The CCD data were reduced using standard routines for bias subtraction, dark current subtraction (when necessary), and flat-field correction. We used aperture photometry to derive the flux of HD 80606 and HD 80607 and divided the former by the latter to obtain a time history of the flux ratio, which we refer to as the light curve. We took care to choose aperture sizes to avoid contamination of one stellar signal by the other star. Our time stamps represent the Heliocentric Julian Date, based on the UTC at midexposure (and not the uniformly flowing terrestrial time system advocated by Eastman et al. 2010). This is also the time system that was used for the Spitzer analysis of Hébrard et al. (2010).

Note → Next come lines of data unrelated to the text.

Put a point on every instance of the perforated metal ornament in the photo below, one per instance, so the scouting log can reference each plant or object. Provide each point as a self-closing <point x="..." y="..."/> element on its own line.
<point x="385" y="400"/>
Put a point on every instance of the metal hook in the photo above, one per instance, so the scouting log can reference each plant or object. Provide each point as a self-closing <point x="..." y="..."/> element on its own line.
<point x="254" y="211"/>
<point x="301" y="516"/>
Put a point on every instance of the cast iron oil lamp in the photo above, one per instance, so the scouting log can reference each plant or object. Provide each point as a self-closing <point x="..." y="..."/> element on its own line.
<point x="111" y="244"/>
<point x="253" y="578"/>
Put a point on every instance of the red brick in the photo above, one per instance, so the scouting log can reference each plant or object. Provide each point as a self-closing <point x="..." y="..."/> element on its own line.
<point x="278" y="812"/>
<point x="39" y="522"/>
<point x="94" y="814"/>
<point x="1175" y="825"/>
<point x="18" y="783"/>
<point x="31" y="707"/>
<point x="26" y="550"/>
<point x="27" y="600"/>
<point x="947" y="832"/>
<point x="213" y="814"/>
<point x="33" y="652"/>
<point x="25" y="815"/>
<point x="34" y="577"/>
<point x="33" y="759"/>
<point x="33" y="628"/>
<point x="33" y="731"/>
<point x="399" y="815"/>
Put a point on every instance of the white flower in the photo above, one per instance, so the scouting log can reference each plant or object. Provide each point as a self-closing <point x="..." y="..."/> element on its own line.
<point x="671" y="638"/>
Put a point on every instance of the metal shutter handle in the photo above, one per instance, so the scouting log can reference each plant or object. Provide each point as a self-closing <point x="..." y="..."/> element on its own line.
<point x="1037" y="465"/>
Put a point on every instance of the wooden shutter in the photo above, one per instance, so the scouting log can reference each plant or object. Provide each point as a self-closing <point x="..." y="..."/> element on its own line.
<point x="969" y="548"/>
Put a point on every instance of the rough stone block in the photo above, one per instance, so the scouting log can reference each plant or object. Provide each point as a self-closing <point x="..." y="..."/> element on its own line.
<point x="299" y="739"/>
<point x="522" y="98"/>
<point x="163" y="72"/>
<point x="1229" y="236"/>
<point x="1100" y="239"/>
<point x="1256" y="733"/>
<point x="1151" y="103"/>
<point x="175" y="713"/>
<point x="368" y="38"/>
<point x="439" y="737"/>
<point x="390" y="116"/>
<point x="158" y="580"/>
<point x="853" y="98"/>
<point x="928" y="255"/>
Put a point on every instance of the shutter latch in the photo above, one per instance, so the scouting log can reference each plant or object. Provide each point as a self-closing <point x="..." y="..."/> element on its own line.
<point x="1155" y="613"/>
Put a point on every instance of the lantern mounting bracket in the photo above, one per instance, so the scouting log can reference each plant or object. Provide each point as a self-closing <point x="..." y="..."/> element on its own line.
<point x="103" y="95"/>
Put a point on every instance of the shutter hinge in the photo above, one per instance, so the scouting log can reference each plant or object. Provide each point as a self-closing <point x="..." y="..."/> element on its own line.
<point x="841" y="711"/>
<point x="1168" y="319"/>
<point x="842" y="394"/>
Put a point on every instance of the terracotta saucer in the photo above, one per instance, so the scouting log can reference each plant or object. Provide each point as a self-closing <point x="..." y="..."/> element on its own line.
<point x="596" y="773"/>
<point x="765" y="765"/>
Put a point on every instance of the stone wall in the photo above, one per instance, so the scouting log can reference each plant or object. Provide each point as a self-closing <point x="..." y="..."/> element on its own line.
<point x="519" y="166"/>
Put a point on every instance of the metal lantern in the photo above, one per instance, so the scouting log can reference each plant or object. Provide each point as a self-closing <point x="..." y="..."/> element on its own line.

All light curves were averaged into 10 minute bins, using 3σ outlier rejection. The error bar assigned to each data point was the standard deviation of the mean of all the measurements contributing to each 10 minute bin, which ranged in number from 4 to 63. There is no significant information loss due to time binning, because the binning time of 10 minutes is shorter than the duration of ingress and egress by more than an order of magnitude.

The data only cover the first portion of the 2009 September 23/24 event, but they provide a complete coverage of the 2010 January 13/14 event. Although the first hour of the transit was observed from only one observatory (WO), the rest of the transit was observed by 3–5 different sites, which is very helpful for identifying and decreasing the influence of any systematic effects that are specific to each observatory (i.e., correlated noise or red noise) which is frequently a problem with ground-based photometric data (e.g., Pont et al. 2006; Carter & Winn 2009; Sybilski et al. 2010).

Table 1 gives the photometric data that were obtained and analyzed. Each data point represents a 10 minute binned average of the flux ratio of HD 80606 to HD 80607. The normalization factors and error rescaling factors that are described in Section 3 were not applied to the data given in the table. Table 2 gives a list of all the observatories.

In this section, we describe the methods by which we combined the data and derived the midtransit time of each event. We describe the process in detail for the Jan10 event; the details were very similar for the Sep09 data.

Because the quality of the Spitzer light curve is superior to any ground-based light curve, we did not attempt to use our data to refine the basic system parameters other than the midtransit times. Instead, we used the parameters derived by Hébrard et al. (2010) as constraints on the light-curve shape, while allowing the midtransit time to be a free parameter, as described below.

A simultaneous analysis of several light curves obtained by different instruments is a challenging task. Winn et al. (2009) and Hidas et al. (2010) have carried out a similar task, although for a smaller number of datasets. One of the crucial points is the placement of the different flux ratio light curves onto the same scale, despite the differences in bandpasses, detectors, and weather conditions at each observatory. One way of thinking about this problem is that we need to establish the out-of-transit flux ratio that was measured, or that would be measured, by each observatory. Winn et al. (2009) performed this calibration by using data taken on nights when the planet was not transiting, a method that may be affected by night-to-night variations due to varying observing conditions. Hidas et al. (2010) allowed the overall flux ratio scale to be a free parameter for each light curve, thereby increasing the overall number of fitted parameters. Here we chose an intermediate approach. We assigned a normalization factor to each light curve, estimating it from the out-of-transit data whenever possible and allowing it to be a free parameter when there was insufficient out-of-transit data.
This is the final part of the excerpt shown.